La era de la incredulidad. Hace unas semanas, minutos después de que en el programa radial de Víctor Hugo Morales se dedicara un espacio al tema de las amenazas contra la Presidenta, salieron al aire los llamados de oyentes llenos de escepticismo agresivo y gritón: todo era una sucia maniobra oficial de victimización. Con buen criterio, Víctor Hugo asoció esos llamados con el fenómeno de incredulidad masiva que se produjo cuando el suicidio de Yabrán. Esa pérdida generalizada de confianza, esa ruptura de los lazos sociales, ¿es sólo responsabilidad de los malos políticos que tuvimos/ tenemos o de una prédica rentable para las empresas de medios?
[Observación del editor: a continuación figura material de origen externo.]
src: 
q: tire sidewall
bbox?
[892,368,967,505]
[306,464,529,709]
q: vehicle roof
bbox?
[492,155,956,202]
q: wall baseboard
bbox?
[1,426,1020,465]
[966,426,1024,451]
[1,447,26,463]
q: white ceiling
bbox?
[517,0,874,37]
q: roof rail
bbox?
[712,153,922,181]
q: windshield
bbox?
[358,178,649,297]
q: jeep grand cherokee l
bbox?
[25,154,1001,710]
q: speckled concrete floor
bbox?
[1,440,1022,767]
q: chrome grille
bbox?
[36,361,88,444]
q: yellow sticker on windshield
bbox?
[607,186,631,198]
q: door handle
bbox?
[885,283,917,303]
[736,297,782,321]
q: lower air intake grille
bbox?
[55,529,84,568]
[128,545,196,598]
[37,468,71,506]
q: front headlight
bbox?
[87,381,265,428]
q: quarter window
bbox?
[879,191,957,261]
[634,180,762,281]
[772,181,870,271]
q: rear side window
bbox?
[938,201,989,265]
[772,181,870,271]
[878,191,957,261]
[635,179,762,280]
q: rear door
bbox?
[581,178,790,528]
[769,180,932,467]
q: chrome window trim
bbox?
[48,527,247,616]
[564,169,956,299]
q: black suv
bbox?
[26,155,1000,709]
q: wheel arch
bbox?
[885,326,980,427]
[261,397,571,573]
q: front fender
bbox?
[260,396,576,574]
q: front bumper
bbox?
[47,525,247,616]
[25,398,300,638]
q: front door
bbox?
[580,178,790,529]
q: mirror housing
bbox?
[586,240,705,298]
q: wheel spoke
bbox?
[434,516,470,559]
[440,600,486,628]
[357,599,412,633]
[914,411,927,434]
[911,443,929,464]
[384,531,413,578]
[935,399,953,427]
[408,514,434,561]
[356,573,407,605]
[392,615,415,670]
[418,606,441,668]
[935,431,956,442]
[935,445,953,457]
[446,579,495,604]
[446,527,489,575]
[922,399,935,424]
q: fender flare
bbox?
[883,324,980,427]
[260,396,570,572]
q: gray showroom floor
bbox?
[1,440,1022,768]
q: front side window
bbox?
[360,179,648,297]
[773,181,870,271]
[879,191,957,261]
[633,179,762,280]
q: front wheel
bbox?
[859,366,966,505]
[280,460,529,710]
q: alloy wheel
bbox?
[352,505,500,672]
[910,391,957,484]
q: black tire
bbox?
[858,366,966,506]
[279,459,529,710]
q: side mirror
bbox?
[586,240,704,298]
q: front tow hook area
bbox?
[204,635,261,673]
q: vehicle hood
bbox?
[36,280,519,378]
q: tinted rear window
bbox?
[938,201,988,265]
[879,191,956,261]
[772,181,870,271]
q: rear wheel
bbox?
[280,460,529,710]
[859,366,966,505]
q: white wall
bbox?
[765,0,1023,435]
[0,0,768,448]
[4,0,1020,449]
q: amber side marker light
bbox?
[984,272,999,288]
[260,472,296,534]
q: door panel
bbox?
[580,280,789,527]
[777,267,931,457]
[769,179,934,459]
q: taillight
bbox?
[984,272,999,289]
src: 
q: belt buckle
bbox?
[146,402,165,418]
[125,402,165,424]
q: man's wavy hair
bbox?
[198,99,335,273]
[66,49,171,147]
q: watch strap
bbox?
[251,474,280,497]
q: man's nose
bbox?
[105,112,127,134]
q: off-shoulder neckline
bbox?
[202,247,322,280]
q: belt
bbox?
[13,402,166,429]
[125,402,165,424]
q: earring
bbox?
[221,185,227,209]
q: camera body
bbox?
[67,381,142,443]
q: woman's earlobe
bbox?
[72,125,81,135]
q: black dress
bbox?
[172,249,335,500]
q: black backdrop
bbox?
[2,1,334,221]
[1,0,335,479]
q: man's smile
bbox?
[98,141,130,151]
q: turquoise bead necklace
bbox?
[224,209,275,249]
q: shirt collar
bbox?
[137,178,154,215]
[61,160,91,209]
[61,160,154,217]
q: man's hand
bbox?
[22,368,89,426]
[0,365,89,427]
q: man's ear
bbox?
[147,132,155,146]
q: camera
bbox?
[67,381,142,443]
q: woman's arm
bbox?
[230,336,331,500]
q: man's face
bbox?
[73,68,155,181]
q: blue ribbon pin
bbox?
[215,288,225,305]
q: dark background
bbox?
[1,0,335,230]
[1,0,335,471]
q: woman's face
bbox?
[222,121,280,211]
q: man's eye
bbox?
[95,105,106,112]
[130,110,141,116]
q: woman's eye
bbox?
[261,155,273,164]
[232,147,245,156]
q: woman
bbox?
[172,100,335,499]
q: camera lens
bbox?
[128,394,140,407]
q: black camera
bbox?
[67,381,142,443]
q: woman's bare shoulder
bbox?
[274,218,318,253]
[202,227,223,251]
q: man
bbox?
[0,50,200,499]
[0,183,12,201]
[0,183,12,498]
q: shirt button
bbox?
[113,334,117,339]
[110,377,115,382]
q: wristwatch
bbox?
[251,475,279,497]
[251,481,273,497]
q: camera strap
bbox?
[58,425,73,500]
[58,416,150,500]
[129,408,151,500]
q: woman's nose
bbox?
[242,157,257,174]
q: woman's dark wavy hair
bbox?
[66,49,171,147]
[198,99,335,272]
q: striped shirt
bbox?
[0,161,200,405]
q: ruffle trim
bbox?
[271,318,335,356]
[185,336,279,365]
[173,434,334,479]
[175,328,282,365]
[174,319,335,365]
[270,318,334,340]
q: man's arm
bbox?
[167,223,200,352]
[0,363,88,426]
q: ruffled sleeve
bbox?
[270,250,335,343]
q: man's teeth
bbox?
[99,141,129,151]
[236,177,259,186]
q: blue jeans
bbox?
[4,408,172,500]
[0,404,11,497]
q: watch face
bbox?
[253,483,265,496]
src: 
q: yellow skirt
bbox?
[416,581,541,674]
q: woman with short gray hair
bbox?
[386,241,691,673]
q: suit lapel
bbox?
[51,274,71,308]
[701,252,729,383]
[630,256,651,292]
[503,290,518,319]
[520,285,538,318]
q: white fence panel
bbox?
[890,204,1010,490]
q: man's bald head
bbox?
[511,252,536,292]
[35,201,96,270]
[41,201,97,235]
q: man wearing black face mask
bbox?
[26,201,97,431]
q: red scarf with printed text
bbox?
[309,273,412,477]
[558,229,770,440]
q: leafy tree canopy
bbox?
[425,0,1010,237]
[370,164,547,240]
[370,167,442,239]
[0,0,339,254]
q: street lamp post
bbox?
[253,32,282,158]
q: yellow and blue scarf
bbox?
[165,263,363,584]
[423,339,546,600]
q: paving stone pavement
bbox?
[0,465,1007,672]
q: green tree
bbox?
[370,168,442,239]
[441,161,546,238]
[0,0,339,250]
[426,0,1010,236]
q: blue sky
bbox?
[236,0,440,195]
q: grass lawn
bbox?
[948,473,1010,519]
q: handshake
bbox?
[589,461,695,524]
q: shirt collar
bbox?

A los fenómenos de resistencia absoluta contra los relatos de la política puede que refiera Félix Ortega, un académico de la Universidad Complutense de Madrid, cuando dice que “si la palabra dada es un mero artificio para engañar, faltan todas las condiciones para la discusión razonada tendente a superar los puntos de vista enfrentados, así como el mínimo de confianza sin el cual los intercambios resultan estériles”. También dice Ortega que “la lógica del espectáculo, que entretiene a partir de convertir en superfluo razonar, se ha convertido en nuestros medios de comunicación en una ley de hierro, cuyos efectos sobre la sociedad son mucho más importantes de lo que la aparente superficialidad del mensaje da a entender”.
El 6 de noviembre pasado, en pleno proceso electoral, el diario uruguayo El País se dirigió desde su editorial a Pepe Mujica para dejarle en claro que “El País está en campaña para que usted no alcance la Presidencia de la República”. Héctor Borrat, un gran periodista uruguayo exiliado en Barcelona desde los ’70 y autor de textos consultados en universidades de todo el mundo, solía decirles a sus alumnos de la Universidad Autónoma de Barcelona que un periodista debe ser una mezcla de sociólogo y de historiador. Esa aspiración a comprender y reflejar con rigor y compromiso la complejidad es la que ha perdido el periodismo en todos estos años. Lo que en absoluto han perdido los medios es lo que Borrat llama su esencialidad de actor político, ya sea que se vocifere al estilo siglo XIX, como en el editorial de El País, o que se tenga una capacidad asombrosa para mutar encubriendo siempre los propios intereses bajo el manto de la independencia y erigiéndose como la auténtica representación de una voluntad popular que la política sólo bastardea.